Sub-6GHz band makes the 5G signal durable and far-reaching — comparable to 4G LTE — though it doesn't inherently offer breakneck download speeds. Nearly every user in nearly every condition that can see a 5G network, will see real-world speeds closer to 4G LTE.

Image Credit: AT&T

5G mmWave is the higher frequency 6GHz band, and as such, it isn't terribly penetrative. It only has a practical range of hundreds of feet and requires a clear sight line to the antenna with absolutely no obstructions. In practice, 5G mmWave is easily blocked by walls, glass, trees, rain, and even the dead skin cell layer of the human body— meaning its use case is somewhat limited.

So while Apple has stated that it is theoretically possible for the iPhone 12 line to get up to 4Gbps per second download speeds, actual use will vary. And, they will vary greatly.

AppleInsider has written an in-depth explanation of 5G and 5G mmWave, available here, should you be interested in finding out the nuts and bolts of it.

Tracking it down

In addition to being relatively short-range, 5G mmWave is not widespread, either.
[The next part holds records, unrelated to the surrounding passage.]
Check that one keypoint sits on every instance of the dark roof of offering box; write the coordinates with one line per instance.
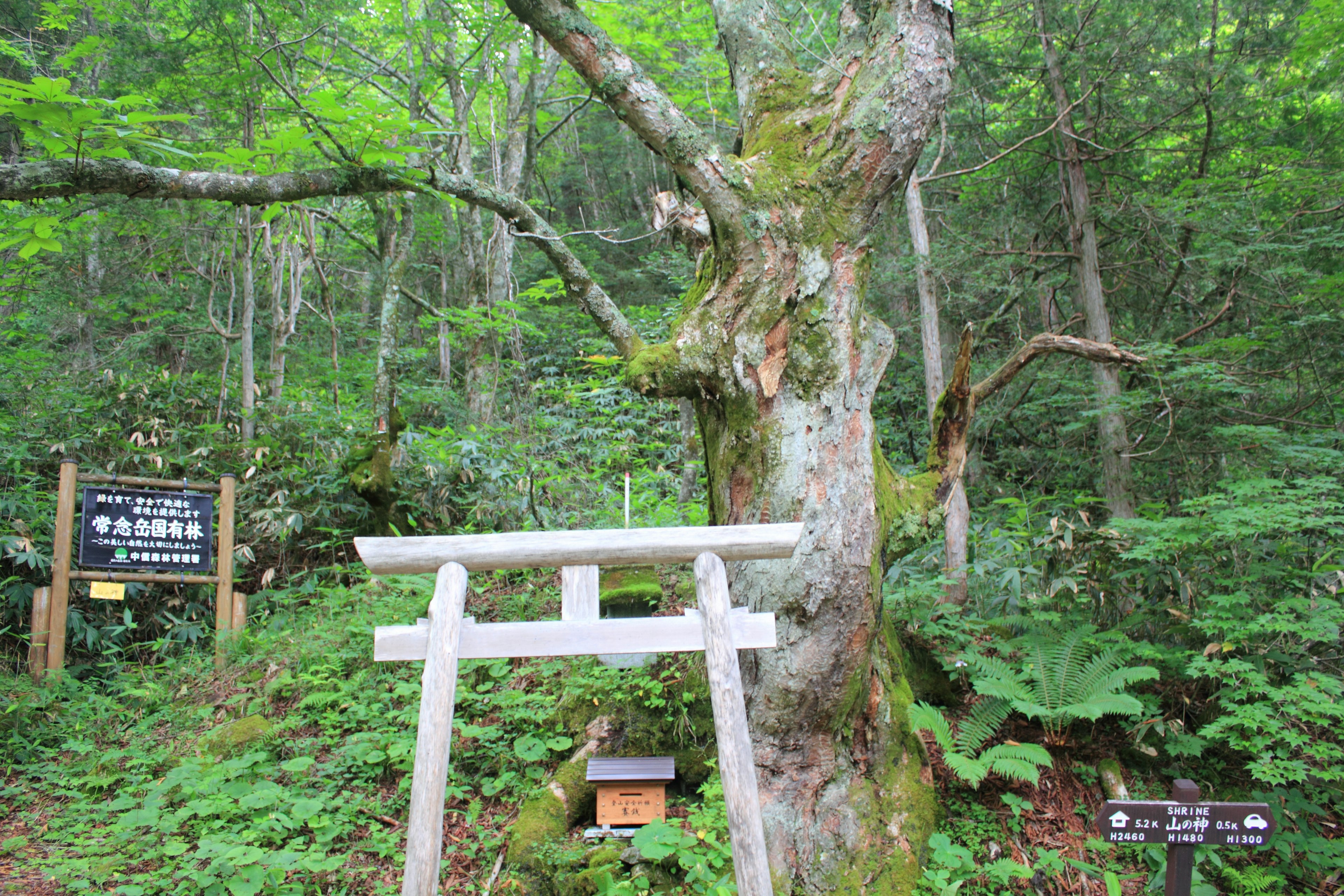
(632, 769)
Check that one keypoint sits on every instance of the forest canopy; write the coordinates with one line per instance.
(1031, 312)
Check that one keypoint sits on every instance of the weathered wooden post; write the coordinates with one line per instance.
(737, 768)
(225, 567)
(38, 632)
(447, 636)
(240, 612)
(1181, 858)
(580, 594)
(61, 566)
(439, 686)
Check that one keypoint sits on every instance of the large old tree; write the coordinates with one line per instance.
(779, 358)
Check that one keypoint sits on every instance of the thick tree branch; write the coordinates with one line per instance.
(579, 284)
(1049, 344)
(636, 100)
(958, 405)
(64, 178)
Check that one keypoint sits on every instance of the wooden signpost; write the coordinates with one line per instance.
(448, 636)
(130, 537)
(1182, 824)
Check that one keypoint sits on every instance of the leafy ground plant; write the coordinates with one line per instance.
(966, 753)
(1058, 680)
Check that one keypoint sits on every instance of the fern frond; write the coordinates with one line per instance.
(1059, 660)
(1002, 870)
(1016, 763)
(982, 723)
(969, 770)
(926, 718)
(1096, 672)
(1034, 754)
(1108, 705)
(991, 668)
(1120, 679)
(319, 700)
(1016, 770)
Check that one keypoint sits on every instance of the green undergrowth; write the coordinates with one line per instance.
(288, 771)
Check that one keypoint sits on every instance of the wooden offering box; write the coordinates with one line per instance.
(631, 790)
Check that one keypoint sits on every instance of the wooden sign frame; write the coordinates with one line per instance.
(715, 628)
(48, 645)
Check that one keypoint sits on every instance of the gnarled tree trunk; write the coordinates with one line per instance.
(781, 362)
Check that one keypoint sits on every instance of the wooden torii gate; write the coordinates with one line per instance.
(447, 637)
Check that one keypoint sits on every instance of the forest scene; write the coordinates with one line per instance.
(1029, 312)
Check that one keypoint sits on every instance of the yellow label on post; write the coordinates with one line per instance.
(108, 590)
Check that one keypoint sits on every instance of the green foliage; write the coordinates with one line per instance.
(966, 753)
(1058, 680)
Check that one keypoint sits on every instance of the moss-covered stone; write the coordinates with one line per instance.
(650, 367)
(539, 820)
(925, 676)
(1113, 780)
(370, 469)
(233, 738)
(576, 792)
(625, 592)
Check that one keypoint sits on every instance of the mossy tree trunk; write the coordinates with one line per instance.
(781, 362)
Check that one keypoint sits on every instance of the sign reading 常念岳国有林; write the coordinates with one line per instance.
(135, 530)
(1160, 821)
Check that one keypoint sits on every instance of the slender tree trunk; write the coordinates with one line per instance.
(94, 271)
(276, 281)
(958, 512)
(1117, 481)
(249, 316)
(512, 175)
(394, 246)
(690, 450)
(931, 340)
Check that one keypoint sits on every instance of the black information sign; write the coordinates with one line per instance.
(1160, 821)
(134, 530)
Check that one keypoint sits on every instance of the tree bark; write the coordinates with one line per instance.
(781, 363)
(396, 227)
(512, 175)
(249, 316)
(1117, 481)
(62, 178)
(690, 450)
(956, 526)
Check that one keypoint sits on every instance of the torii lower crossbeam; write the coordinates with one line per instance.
(715, 628)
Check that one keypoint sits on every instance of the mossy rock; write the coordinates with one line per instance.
(281, 686)
(924, 672)
(230, 739)
(580, 793)
(627, 590)
(541, 820)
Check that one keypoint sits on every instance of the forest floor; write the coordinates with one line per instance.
(150, 781)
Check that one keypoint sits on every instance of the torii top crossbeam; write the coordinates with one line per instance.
(448, 636)
(580, 547)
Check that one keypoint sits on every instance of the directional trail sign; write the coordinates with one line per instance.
(1182, 824)
(1164, 821)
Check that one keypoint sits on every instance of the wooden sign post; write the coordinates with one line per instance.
(57, 608)
(447, 636)
(1182, 824)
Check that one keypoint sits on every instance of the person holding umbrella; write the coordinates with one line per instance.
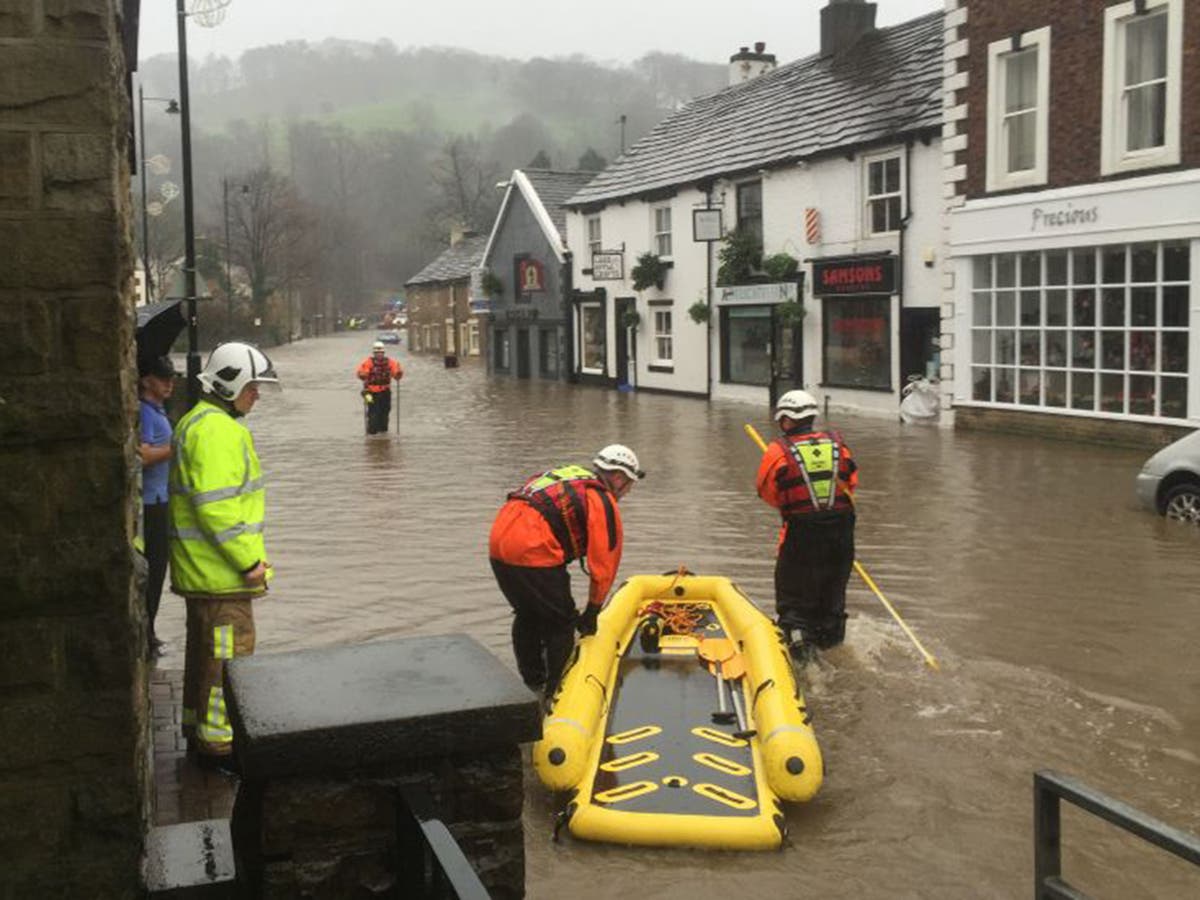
(156, 382)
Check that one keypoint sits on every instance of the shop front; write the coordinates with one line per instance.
(856, 321)
(1079, 301)
(759, 342)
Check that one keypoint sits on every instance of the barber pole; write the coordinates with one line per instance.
(811, 226)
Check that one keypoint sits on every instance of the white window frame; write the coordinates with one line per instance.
(583, 310)
(1114, 156)
(664, 337)
(868, 161)
(660, 235)
(999, 52)
(595, 240)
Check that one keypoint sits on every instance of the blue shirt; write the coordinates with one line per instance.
(155, 429)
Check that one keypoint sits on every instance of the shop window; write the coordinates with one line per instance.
(664, 351)
(1095, 329)
(745, 345)
(1018, 111)
(857, 342)
(1143, 54)
(885, 193)
(503, 348)
(595, 244)
(750, 209)
(661, 231)
(547, 353)
(592, 339)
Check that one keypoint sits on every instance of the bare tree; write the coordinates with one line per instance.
(465, 186)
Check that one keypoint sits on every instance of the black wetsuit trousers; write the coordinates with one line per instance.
(811, 574)
(544, 621)
(155, 526)
(378, 413)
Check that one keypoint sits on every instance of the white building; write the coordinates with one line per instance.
(833, 160)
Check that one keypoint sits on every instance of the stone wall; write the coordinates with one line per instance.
(73, 706)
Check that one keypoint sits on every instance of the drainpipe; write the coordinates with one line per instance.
(904, 227)
(568, 281)
(708, 299)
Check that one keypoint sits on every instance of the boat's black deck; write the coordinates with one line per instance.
(664, 706)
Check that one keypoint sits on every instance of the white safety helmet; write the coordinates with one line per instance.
(618, 457)
(796, 405)
(234, 365)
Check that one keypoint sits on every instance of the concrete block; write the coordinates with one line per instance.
(58, 84)
(16, 169)
(77, 19)
(16, 19)
(28, 333)
(70, 253)
(78, 172)
(190, 862)
(343, 708)
(30, 653)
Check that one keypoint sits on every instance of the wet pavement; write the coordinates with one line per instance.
(1063, 617)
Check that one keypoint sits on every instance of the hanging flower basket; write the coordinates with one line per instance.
(649, 269)
(700, 312)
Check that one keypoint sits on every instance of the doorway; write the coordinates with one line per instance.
(921, 329)
(522, 353)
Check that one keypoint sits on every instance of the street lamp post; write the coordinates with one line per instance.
(172, 108)
(193, 351)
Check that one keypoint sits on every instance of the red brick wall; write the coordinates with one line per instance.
(1077, 63)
Currently, AT&T's 5G+ is available in very select locations in certain states, like California, Florida, and Arizona.

AT&T discloses this information on their website, too. They state that 5G+ won't be something that the average user will see in their homes and instead will be used to service high-traffic public places, such as stadiums, arenas, shopping centers, and college campuses.

It took AppleInsider staffer Stephen Robles a considerable amount of time to track down his AT&T 5G+ signal. With some help from AT&T, he found his closest 5G+ signal on a single street corner in Orlando, Florida.

Theoretical download speeds vs actual download speeds

Theoretically, Apple claims that you'll be able to get up to 4 gigabits per second when using a 5G mmWave band to download. While this may be true, you're not going to see those speeds in the wild, and not indoors unless there are some very specific setups, and transmitters inside the structure. When doing a simple test, Robles saw maximum of 1.6Gbps per second with a dedicated speed test, though averaged closer to 1.3Gbps per second.

However, when actually using the 5G+ to download from a server in practice, he didn't see much improvement over LTE speeds. We have borne out this result in other locations in the US as well, on other networks, including Verizon's.

This is because a speed test is as close to an ideal situation as you can get, as there is nearly unlimited bandwidth, and data is being passed between you and a datacenter located nearby. However, when connecting to a service, such as Netflix, you'll only be able to download as fast as their servers will allow.

With full mmWave 5G, Instead of a wireless connection being that bottleneck, server farms holding media and the internet architecture in between is limiting. This is similar to what many Gigabit Internet customers see today, where they may only see 50 megabytes per second from a content delivery network, versus the 100 megabytes per second that their entire internet connection can carry.

So, in addition to relatively limited locations where 5G mmWave signals can be accessed, users can also expect that many services will not fully utilize the speeds that it promises for some time.

While 5G may be the future, it's not a service you should be banking on taking full advantage of anytime soon. Rather, it's a service that will be rolled out gradually and in certain places — which may not be where you live.